Research Project: Genetic Analysis of Poultry-Associated Salmonella enterica to Identify and Characterize Properties and Markers Associated with Egg-Borne Transmission of Illness

Location: Egg Safety & Quality Research

Title: Recovery of Salmonella enterica serovar Enteritidis from hens initially infected with serovar Kentucky

Author
item Guard, Jean
item Sanchez-ingunza, Roxana - Former Ars Employee
item Shah, Devendra - Washington State University
item Rothrock, Michael
item Gast, Richard
item Jones, Deana

Submitted to: Journal of Food Chemistry
Publication Type: Peer Reviewed Journal
Publication Acceptance Date: 2/4/2015
Publication Date: 2/18/2015
Citation: Guard, J.Y., Sanchez-Ingunza, R., Shah, D.H., Rothrock Jr, M.J., Gast, R.K., Jones, D.R. 2015. Recovery of Salmonella enterica serovar Enteritidis from hens initially infected with serovar Kentucky. Journal of Food Chemistry, 189:86-92. 2015.
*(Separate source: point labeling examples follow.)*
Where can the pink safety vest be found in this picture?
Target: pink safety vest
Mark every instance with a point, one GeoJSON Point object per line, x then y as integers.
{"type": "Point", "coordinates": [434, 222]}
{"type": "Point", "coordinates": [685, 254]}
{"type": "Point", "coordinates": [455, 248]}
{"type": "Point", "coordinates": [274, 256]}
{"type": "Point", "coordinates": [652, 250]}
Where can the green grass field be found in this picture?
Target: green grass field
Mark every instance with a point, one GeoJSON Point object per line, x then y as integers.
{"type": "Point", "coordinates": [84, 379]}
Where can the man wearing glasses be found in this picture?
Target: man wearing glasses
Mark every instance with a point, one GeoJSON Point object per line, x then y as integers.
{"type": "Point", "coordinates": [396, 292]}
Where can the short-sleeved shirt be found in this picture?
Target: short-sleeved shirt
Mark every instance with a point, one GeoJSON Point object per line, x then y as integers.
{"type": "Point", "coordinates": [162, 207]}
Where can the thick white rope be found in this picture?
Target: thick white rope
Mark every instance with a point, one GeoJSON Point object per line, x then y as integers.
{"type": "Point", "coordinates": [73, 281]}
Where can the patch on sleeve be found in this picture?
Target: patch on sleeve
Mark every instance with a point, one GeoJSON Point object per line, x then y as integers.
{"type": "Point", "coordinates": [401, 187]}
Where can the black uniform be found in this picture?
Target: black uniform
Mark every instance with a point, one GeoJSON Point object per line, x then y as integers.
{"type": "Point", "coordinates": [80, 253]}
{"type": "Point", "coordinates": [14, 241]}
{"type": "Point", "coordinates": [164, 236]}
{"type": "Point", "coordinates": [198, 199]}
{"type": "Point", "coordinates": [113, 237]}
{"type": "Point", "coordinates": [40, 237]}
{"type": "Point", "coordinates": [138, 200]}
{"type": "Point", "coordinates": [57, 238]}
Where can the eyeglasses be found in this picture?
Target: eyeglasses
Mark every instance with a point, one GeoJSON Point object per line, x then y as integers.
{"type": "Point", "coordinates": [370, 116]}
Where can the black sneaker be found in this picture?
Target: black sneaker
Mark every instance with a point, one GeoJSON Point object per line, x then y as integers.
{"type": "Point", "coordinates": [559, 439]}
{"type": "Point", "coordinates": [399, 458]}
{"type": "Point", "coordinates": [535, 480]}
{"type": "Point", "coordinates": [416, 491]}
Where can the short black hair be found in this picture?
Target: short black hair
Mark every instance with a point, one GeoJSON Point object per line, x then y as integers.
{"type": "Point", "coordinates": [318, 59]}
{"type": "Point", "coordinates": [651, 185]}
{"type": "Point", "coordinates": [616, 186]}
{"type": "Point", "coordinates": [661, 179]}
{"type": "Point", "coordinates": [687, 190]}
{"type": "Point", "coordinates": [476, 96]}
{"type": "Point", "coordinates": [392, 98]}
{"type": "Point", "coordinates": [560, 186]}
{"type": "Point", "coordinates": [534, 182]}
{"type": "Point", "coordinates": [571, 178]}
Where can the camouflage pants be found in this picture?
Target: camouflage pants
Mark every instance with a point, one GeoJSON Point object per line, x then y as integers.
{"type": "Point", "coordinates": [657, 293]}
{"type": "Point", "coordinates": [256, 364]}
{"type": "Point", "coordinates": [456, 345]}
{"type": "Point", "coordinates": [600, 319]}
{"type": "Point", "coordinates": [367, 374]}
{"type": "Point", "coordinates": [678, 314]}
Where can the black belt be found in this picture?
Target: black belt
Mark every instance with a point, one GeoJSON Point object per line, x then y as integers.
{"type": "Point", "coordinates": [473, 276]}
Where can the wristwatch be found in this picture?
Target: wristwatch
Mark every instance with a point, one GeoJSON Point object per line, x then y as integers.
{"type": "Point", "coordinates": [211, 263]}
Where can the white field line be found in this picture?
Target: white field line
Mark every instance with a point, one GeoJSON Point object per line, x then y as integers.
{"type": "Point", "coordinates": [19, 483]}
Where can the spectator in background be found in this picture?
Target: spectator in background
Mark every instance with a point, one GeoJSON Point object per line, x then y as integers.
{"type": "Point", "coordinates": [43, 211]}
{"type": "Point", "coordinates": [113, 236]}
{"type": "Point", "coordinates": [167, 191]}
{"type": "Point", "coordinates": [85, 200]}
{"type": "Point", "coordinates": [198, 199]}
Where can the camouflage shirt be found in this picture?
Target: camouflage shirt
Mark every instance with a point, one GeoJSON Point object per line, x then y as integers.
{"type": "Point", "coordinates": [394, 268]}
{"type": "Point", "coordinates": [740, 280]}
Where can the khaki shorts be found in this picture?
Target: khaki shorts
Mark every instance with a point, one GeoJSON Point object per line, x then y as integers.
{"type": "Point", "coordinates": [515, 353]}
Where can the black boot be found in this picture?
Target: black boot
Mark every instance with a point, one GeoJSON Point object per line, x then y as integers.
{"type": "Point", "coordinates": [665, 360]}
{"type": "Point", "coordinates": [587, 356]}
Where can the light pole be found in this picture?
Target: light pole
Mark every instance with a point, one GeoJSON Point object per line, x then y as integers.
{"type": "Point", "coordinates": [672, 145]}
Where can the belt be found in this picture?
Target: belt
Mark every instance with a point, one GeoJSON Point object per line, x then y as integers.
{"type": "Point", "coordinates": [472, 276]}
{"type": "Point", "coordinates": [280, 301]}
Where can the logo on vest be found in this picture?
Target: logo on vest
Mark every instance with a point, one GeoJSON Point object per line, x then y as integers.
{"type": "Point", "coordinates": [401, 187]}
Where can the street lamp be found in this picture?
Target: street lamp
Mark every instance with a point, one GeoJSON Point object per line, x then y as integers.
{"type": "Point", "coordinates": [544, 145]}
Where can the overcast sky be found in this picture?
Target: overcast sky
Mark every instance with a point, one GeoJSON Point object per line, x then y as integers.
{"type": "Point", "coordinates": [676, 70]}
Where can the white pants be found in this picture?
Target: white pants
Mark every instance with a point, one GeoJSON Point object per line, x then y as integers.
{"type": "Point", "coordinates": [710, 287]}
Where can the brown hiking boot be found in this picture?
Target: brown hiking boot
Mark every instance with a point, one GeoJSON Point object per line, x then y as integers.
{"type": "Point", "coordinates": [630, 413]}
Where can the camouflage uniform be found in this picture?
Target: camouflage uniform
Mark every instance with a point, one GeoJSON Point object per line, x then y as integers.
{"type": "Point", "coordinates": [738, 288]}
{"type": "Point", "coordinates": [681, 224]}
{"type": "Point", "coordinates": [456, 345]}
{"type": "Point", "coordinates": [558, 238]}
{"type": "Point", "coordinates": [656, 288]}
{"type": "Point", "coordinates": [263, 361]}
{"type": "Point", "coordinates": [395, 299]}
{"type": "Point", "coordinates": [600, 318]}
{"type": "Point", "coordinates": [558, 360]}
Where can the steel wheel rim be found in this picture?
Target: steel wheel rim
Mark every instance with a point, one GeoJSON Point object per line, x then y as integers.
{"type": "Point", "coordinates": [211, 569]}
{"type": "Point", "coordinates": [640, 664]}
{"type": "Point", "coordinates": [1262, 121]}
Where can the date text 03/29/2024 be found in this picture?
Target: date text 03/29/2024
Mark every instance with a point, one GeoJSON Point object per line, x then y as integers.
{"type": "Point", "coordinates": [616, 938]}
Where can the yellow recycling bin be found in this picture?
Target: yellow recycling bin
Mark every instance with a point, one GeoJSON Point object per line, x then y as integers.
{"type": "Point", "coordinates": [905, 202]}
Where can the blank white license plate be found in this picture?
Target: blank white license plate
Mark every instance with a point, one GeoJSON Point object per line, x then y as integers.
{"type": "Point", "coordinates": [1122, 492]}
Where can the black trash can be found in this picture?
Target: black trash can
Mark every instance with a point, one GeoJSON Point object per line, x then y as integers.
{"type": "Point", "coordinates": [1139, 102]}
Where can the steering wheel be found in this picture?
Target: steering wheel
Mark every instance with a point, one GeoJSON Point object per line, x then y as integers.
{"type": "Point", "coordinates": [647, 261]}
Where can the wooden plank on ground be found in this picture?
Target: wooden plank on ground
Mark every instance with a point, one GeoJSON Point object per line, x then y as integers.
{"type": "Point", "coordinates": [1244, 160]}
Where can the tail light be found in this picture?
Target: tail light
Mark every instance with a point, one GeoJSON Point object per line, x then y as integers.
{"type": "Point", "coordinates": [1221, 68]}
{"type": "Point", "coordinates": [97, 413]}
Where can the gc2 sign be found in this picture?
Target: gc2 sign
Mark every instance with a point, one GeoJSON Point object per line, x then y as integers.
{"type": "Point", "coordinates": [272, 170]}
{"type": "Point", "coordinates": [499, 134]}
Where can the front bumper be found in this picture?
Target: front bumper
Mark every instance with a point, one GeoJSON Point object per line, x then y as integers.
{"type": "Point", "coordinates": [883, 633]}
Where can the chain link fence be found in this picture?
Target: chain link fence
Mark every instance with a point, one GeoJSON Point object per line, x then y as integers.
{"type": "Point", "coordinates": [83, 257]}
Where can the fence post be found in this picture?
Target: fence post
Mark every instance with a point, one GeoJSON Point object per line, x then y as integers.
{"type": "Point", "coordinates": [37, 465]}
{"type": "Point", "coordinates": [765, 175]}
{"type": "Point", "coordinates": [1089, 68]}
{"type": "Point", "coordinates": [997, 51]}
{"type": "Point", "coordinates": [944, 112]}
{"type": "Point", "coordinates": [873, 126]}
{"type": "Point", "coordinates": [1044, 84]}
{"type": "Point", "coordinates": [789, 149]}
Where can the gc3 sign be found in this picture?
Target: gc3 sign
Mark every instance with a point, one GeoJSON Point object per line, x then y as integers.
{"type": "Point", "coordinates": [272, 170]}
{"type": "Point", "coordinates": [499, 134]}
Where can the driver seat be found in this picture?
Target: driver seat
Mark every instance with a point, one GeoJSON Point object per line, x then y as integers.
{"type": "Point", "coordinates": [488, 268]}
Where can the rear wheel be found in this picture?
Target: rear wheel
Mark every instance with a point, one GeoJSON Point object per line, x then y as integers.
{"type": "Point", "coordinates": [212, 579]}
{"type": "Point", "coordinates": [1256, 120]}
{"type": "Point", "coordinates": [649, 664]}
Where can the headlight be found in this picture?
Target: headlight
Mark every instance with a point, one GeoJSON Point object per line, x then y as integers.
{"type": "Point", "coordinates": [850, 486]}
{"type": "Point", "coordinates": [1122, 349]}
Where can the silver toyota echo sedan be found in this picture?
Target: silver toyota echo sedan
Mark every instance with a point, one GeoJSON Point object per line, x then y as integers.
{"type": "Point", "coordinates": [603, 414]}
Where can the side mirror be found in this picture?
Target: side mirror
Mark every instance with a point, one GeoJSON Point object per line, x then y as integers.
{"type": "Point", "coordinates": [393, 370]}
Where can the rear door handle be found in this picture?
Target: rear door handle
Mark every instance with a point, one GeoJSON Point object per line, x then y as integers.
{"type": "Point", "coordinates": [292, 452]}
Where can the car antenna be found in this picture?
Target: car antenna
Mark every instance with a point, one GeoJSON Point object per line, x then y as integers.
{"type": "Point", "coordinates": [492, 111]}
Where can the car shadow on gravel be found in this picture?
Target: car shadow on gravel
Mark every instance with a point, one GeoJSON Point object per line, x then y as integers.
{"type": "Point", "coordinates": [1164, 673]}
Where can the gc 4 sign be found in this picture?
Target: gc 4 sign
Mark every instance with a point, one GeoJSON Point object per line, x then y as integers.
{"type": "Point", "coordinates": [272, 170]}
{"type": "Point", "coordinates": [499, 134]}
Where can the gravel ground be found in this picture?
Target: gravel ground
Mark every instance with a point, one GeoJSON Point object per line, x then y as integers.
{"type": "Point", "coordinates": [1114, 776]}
Interpretive Summary: Only about a dozen of 2500 serotypes of Salmonella cause disease associated with consumption of contaminated food, thus most do not cause problems. There is very little knowledge about how the presence of one serotype of Salmonella impacts the presence of others. We gave chickens a serotype of Salmonella that is not associated with human disease and then followed the initial infection by giving a more harmful serotype. Results suggest that exposure to the less harmful serotype decreased recovery of the harmful type. This information may help vaccine companies select combinations of serotypes to improve the performance of vaccines intended to reduce the presence of harmful serotypes of Salmonella in chickens that are used for food.

Technical Abstract: Salmonella enterica serovars Enteritidis and Kentucky differ greatly in epidemiology. We wanted to know if the non-pathogenic serotype Kentucky impacted the recovery of the pathogen Enteritidis from chickens. To explore this issue, 4 groups of hens were treated as follows: i) hens were inoculated orally with Kentucky and then injected intramuscularly 2 weeks later with Enteritidis, ii) hens were contact infected with Kentucky and then with Enteritidis, iii) hens were injected with Enteritidis, and iv) hens were contact infected with Enteritidis. Hens exposed orally received 10 exp9 CFU, and injected hens received 10 exp7 CFU. Droppings, cecal tonsils and 5 internal organs were sampled and cultured at 6, 13 and 20 days post-infection. Egg production was monitored. Results suggest that non-pathogenic serotypes of Salmonella may mitigate recovery of Enteritidis from chickens. In summary, we show results from an initial experiment intended to investigate if multiple serotypes impact the ecology of pathogenic Salmonella enterica on-farm.